Variability is the cause of most operating and business problems. Businesses typically aim to provide their clients with a consistent product or service. Meeting a specific set of specifications and properties is a priority and when the processes produces an out-of-specification product or service there is a problem.
Out-of-specification results are a waste of money, time and effort. Not only do out-of-spec results cost the business large amounts of money, they also upset clients. Clients may experience failures and increase costs because of your out-of-spec product or service.
With so much riding on consistency it is easy to understand why so much of an organization’s resources are devoted to controlling process variability.
Everything instance of a process that falls outside the specified limits must be corrected urgently. Any business not in pursuit of excellence in their process will not last.
When building your maintenance program, it is important to remember small improvements that effect the entire system provide improvement in a series bringing greater benefit to the whole system. If you select from the table those strategies that improve the entire system, then you get both chance of failure reduction as well as improvements in system reliability.

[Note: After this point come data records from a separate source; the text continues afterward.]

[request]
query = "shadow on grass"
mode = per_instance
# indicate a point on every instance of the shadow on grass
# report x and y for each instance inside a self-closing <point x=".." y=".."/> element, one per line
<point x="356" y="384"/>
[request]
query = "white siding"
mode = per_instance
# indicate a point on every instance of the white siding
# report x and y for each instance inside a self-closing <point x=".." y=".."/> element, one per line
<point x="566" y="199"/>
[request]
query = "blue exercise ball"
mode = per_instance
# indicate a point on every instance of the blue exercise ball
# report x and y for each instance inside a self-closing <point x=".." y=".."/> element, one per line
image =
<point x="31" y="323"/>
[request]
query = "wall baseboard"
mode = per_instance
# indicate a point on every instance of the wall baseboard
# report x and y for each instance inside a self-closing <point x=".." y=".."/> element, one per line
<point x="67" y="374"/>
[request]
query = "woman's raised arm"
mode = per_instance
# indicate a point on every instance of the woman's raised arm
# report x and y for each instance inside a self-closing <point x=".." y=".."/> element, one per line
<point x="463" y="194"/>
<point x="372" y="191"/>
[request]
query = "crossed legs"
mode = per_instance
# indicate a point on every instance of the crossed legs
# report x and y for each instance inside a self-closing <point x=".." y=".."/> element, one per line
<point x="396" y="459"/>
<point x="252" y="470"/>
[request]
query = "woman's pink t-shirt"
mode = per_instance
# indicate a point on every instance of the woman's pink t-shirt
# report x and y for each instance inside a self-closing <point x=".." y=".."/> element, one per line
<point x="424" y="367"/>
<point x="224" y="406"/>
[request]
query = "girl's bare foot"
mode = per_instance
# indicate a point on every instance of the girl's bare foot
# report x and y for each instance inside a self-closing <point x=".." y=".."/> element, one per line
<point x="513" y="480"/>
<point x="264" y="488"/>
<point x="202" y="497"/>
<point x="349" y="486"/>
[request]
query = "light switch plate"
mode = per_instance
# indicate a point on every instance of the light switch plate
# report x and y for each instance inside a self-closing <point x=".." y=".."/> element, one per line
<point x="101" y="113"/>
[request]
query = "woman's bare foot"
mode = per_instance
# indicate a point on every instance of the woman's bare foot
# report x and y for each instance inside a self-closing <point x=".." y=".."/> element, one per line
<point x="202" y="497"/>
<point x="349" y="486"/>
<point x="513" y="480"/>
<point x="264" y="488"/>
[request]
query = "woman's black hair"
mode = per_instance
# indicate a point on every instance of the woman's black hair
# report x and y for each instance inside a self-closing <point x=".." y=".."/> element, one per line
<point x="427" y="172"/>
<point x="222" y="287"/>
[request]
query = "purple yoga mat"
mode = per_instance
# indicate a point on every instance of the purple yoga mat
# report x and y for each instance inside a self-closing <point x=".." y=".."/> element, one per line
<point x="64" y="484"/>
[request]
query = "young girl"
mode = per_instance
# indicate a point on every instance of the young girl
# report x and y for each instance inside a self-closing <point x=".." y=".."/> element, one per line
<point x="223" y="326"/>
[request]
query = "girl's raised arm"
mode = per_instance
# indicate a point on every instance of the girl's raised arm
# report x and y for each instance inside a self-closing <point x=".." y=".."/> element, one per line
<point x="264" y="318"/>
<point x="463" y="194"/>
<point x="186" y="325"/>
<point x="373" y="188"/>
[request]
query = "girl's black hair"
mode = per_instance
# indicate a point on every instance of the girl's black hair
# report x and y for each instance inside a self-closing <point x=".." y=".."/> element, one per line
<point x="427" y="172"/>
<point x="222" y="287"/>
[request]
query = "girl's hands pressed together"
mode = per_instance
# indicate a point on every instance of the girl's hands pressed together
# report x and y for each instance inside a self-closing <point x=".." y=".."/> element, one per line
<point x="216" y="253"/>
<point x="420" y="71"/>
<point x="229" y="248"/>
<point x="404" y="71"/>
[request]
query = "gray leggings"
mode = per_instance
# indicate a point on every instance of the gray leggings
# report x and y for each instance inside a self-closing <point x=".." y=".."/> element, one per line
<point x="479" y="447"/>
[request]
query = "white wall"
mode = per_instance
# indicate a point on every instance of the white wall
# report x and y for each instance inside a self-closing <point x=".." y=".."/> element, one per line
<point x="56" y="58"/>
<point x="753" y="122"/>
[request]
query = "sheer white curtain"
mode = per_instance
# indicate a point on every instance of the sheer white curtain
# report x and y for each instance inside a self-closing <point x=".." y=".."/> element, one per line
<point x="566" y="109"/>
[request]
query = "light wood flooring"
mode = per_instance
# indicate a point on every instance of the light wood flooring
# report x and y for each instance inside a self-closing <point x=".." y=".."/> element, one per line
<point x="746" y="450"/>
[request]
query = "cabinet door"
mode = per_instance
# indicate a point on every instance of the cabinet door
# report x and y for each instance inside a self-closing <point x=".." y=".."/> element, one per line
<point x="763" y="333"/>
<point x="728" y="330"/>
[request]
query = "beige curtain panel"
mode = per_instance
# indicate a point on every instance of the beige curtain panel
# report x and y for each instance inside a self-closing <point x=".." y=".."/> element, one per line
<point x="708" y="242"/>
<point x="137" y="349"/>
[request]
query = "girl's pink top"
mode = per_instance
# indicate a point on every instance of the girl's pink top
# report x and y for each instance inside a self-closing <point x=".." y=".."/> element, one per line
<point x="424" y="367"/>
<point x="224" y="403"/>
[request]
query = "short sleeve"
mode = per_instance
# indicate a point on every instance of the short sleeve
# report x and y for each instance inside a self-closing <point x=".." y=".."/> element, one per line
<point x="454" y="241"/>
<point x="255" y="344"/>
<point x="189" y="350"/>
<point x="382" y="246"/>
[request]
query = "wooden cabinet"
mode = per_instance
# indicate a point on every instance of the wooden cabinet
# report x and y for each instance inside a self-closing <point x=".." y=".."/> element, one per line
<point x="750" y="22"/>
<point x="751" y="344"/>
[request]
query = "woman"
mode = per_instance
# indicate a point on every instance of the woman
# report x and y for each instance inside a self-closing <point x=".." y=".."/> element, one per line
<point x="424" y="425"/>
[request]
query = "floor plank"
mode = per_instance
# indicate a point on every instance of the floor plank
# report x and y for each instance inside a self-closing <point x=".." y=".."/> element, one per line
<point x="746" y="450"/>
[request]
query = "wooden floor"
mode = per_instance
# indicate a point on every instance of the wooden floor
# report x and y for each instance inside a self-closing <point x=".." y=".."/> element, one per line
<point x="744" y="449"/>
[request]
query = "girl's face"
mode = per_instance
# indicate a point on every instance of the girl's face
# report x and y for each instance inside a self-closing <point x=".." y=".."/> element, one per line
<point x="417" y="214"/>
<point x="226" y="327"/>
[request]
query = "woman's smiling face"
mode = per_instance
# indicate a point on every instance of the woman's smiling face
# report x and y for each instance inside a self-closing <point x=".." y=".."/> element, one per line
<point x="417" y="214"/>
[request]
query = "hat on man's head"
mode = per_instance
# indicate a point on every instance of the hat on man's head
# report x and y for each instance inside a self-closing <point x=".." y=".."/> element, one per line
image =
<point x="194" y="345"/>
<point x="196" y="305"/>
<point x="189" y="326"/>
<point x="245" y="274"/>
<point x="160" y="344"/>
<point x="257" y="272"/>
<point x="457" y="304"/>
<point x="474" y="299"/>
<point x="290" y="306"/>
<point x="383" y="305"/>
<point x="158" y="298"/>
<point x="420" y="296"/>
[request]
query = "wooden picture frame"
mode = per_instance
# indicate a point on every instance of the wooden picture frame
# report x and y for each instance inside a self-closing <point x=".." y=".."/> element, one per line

Chance Strategies: these reduce the chance of failures getting started
- Maintenance Standards
- Corrective Maintenance
- Failure Mode Effects Criticality Analysis
- Statistical Process Control
- Hazard and Operational Study
- Root Cause Failure Analysis
- Precision Maintenance
- Hazard Identification
- Training
- Quality Management Systems
- Planning and Scheduling
- Continuous Improvement
- Supply Chain Management
- Equipment Selection
- Reliability Engineering
Consequence Strategies: these reduce the cost of failure that cannot be prevented
- Preventative Maintenance
- Predictive Maintenance
- Total Productive Maintenance
- Non-Destructive Testing
- Vibration Analysis
- Oil Analysis
- Thermography
- Motor Current Analysis
- Prognostic Analysis
- Emergency Management
- Computerized Maintenance Management System
- Key Performance Indicators
- Risk Based Inspection
- Operator Watch-keeping
- Value Contribution Mapping
- Logistics, stores and warehouses
- Maintenance Engineering
How To Apply This Strategy
The big question you need to answer for yourself is, “What how big of a part does the heating and air conditioning (HVAC) system play in my business’ process?” This is going to require more thought for some and less for others.
If you run a bank, for example, you might be inclined to think the HVAC plays little or no role in your process. But you’d be wrong. Recent studies have shown comfort has a heavy impact on computational accuracy and speed, both being required skills of a proficient bank teller.
If you find, and it is a certainty if you put some real thought into the question, that your HVAC system has a role to play in your process, the next question becomes, “How do I reduce or eliminate the risk the HVAC system imposes over my process?”
It is important to understand how the reliability of an entire system can only be as reliable as the least reliable component in that system.
Going back to the bank example. If your tellers are great, but the HVAC is a real problem, then your entire process, is at risk.